隣同士でソファーに腰掛け、テレビを見ているとラインの通知が鳴った。
「神田さんが取りに来てくれるってさ」
「じゃああっちで待つ?」
朝の大事な時間、神田さんに二度手間をかけさせるわけにはいかねえしな。
「そうすっか」
涼夏に『ありがとう。そんじゃそっちにいく』と返信してスマホをしまい、テレビを消す。

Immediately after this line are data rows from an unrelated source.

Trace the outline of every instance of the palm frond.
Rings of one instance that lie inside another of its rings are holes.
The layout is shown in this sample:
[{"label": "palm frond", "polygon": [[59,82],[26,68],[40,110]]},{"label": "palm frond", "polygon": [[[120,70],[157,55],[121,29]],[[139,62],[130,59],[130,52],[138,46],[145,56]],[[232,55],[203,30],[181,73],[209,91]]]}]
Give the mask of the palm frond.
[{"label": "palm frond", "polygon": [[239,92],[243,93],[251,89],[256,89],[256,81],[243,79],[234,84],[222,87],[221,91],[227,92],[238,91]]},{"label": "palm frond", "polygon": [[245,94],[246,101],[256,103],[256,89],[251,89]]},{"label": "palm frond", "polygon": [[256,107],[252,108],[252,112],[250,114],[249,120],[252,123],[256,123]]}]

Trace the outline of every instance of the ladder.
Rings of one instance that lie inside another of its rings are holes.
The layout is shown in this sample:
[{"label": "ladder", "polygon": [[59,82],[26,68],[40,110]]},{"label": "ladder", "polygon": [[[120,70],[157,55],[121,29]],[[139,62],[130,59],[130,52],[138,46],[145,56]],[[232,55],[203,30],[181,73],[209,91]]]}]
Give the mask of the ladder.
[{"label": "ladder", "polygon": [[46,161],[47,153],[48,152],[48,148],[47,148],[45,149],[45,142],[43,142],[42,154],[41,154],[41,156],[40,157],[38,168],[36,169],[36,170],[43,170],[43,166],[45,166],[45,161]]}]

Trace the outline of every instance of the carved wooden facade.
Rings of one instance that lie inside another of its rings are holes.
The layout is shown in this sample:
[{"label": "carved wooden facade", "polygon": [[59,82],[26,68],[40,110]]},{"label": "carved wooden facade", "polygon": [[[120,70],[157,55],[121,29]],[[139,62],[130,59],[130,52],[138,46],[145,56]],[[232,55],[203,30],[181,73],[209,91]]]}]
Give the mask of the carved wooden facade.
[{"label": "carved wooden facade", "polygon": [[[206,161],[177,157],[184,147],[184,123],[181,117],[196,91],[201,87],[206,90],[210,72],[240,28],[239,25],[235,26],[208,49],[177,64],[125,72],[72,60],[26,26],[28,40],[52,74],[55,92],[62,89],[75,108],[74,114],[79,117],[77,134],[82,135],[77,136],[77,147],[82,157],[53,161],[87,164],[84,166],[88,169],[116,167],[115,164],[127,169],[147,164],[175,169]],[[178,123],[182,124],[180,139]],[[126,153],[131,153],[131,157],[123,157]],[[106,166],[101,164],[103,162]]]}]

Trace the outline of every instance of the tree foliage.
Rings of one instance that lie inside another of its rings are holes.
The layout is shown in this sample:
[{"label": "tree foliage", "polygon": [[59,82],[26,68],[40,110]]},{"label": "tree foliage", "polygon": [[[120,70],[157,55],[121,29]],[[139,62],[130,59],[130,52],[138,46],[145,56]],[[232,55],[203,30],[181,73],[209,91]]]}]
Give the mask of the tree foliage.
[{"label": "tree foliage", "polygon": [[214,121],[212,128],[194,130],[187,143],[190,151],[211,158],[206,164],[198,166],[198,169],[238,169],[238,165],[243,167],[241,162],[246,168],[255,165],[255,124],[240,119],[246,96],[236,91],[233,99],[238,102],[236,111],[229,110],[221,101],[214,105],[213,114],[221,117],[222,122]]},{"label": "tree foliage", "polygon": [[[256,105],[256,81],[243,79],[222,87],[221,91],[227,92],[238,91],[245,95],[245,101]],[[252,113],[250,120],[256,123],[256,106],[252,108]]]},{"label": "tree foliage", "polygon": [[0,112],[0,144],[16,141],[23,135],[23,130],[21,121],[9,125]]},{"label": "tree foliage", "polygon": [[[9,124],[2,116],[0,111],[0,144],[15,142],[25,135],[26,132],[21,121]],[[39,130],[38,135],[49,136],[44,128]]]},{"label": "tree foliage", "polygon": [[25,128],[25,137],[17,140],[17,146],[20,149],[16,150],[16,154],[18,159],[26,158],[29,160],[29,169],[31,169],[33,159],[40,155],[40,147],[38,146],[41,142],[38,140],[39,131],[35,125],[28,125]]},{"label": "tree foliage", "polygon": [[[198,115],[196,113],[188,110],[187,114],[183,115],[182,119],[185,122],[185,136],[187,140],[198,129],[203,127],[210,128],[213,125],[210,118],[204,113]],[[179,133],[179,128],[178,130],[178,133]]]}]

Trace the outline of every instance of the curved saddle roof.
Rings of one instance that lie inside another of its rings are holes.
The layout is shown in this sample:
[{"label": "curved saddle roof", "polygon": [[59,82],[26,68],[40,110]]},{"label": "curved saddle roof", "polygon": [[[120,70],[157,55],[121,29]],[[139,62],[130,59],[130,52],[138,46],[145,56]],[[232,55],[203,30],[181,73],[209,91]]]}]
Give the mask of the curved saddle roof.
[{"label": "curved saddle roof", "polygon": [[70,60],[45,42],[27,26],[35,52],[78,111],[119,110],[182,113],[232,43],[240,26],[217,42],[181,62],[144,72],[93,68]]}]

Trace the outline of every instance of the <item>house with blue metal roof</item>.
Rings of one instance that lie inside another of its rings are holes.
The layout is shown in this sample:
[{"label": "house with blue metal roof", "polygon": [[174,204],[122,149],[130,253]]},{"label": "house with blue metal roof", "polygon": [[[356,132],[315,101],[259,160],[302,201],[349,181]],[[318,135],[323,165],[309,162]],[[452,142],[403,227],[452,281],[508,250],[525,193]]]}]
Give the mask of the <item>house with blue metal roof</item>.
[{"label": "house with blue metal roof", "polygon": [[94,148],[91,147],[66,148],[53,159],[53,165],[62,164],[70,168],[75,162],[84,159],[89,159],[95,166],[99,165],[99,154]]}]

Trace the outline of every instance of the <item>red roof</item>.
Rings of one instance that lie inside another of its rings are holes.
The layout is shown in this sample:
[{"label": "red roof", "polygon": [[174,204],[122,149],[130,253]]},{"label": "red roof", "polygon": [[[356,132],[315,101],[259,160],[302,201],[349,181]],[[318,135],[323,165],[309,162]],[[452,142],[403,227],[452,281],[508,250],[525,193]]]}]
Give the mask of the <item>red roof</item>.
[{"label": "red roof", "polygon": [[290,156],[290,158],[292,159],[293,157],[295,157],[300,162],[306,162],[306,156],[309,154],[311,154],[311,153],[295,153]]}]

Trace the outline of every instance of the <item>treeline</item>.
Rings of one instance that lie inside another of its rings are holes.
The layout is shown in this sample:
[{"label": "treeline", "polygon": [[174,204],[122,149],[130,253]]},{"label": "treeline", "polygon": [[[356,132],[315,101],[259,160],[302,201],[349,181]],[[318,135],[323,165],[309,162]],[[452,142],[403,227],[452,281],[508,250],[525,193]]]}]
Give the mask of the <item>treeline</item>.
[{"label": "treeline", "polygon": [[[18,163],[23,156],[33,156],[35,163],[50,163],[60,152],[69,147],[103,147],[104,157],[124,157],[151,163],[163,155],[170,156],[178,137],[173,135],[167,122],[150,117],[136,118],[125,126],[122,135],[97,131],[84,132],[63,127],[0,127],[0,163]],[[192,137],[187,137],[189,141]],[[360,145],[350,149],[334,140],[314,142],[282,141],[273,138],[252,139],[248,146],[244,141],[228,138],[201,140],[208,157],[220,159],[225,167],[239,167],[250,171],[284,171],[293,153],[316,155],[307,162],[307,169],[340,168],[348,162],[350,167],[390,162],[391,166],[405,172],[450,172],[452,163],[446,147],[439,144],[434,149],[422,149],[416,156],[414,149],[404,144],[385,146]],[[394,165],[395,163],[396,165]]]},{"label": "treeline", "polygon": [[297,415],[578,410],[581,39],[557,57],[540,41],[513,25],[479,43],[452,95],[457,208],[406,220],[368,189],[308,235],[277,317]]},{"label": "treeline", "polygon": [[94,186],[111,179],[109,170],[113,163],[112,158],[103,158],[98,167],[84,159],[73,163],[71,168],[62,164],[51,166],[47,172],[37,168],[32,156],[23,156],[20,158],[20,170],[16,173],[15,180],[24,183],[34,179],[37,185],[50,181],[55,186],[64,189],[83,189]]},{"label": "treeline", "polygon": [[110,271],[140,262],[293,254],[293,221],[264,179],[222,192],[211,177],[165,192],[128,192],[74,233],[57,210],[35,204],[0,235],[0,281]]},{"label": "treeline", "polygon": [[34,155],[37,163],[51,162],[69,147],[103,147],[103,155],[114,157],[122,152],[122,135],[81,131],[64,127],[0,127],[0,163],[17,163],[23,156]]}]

ソファーから立ち上がり、学校に行く準備を終わらせて玄関を出た。
「忘れもんはないか?」
鍵穴に鍵を差し込みながら、麗奈に問いかけた。
麗奈は無言でコクコクと頷いた。手ぶらで。
「カバン忘れてんじゃねえか」
『……最悪何とかなる』
天然炸裂かよ。
そりゃあ教科書や文房具なんて借りれば良いけどさ。
「琥珀さん以外に友達いるの?」
気になって、聞いてみた。
『失礼な。さおりちゃんとか、みよこちゃんとか、あおいちゃんもいる。すずかちゃんもゆいちゃんもしずかちゃんもれんちゃんも友達』
思いつく限りの名前を書いたんだろうけど。
「年齢がてんでバラバラじゃねえかそうじゃなくて教科書借りれるような友達いるのか?」
『琥珀に借りればいい』
「琥珀さんも同じ教室で授業を受けるんだぞ」
俺達の間に気まずい沈黙が訪れた。
『カバン取ってくるね』
麗奈はいそいそとカバンを取りに行った。
今日は何かしら忘れ物がありそうで心配になってきた。
カバンを漁る。財布ある。弁当も入ってる。オッケー。